They actually didn’t know why. They were surprised that it even happened. They were unsure whether Le Grand K lost mass or if the copies gained mass. The only thing they knew for sure was that the two were different. By definition, Le Grand K was a kilogram no matter what, so there was no way to prove it either way. Even if they could count the individual atoms when this occurred, they didn’t know how many individual atoms were originally in Le Grand K.
Ensuring that an important artifact is well-made doesn’t prove that they knew atoms were going to fall out of it. The original meter bar was made to be nice and was cut to specific dimensions and shapes even in directions it wasn’t intended to measure.

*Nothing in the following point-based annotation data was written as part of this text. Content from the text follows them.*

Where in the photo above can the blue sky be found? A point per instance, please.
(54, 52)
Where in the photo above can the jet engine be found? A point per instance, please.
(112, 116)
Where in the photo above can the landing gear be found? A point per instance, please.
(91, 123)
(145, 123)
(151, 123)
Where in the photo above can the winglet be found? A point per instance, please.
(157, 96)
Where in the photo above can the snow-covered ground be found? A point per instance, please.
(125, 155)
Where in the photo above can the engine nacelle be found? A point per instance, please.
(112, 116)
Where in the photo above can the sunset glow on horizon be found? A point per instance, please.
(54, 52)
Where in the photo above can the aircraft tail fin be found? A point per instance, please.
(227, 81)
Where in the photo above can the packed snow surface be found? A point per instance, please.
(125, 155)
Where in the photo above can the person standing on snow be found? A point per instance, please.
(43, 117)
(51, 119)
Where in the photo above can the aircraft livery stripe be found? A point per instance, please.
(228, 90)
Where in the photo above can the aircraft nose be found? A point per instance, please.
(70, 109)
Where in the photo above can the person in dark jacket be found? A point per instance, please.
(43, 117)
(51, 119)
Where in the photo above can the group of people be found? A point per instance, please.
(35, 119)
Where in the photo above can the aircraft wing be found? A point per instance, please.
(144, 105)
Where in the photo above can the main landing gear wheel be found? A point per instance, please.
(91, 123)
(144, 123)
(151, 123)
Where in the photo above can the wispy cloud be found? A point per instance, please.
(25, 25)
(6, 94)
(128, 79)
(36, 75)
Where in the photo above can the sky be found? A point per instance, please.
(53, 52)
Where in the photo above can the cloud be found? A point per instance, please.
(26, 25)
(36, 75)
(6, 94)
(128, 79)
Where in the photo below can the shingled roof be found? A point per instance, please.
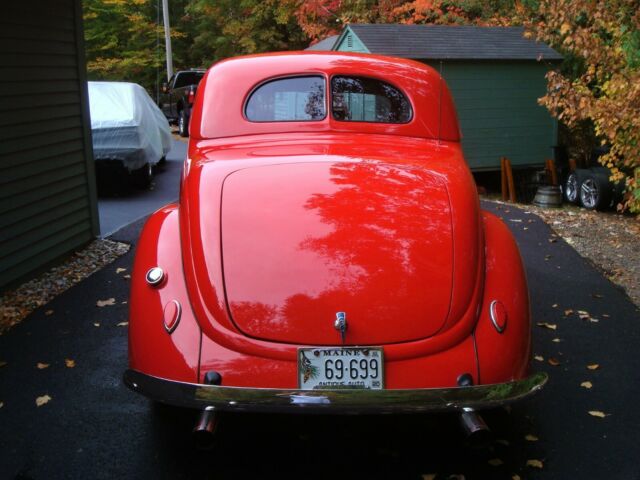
(442, 42)
(325, 44)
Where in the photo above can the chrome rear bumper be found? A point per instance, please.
(222, 398)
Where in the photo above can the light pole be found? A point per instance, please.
(167, 38)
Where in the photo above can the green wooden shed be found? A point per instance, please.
(48, 204)
(495, 75)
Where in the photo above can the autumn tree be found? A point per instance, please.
(225, 28)
(599, 83)
(121, 39)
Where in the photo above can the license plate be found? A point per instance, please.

You seem to make condescending remarks about things which can be proven wrong with mere seconds on Google. Just like the thread about mount equipment, where you made a ridiculous and arrogant claim before I slapped you down with a Blizzard official support page showing you were wrong.

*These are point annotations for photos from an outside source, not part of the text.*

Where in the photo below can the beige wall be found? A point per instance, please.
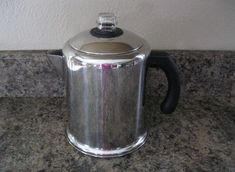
(165, 24)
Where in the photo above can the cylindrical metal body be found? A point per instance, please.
(105, 106)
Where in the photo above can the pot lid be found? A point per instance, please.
(106, 38)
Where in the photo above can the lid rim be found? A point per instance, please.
(105, 54)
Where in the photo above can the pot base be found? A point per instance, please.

The irony here is absolutely staggering.
You do realize that if the pound is just some fraction of a kilogram, then a kilogram is a unit of weight, right? After all, the gram is just some fraction of a kilogram. All weights, not mass.
Also, the pound wasn’t always defined this way.
Again, no they didn’t and they never did.
Extrapolating is vastly different from measuring.
The unit of mass is the kilogram. The kilogram is the equivalent mass to a certain amount of energy given off by a photon. What part of balancing two things tells you how much energy photons are giving off? You’re extrapolating the mass based on weight and force.
A balance scale doesn’t even tell you the weight. It tells you a ratio. It measures how much force one thing applies compared to the force another thing applies. It will tell you this ratio regardless of whether or not you know anything about either object.
To clarify, take a balance scale. Pick a rock up off the ground and put it one side. Take a second rock and put it on the other side. The first rock hits the table and other rock gets lifted up. How much mass do they each have? You have no idea, because a balance scale doesn’t measure that.
What a balance scale does, assuming you have a precisely known control in a precisely known environment, is give you the variables you need to extrapolate the mass of the second thing.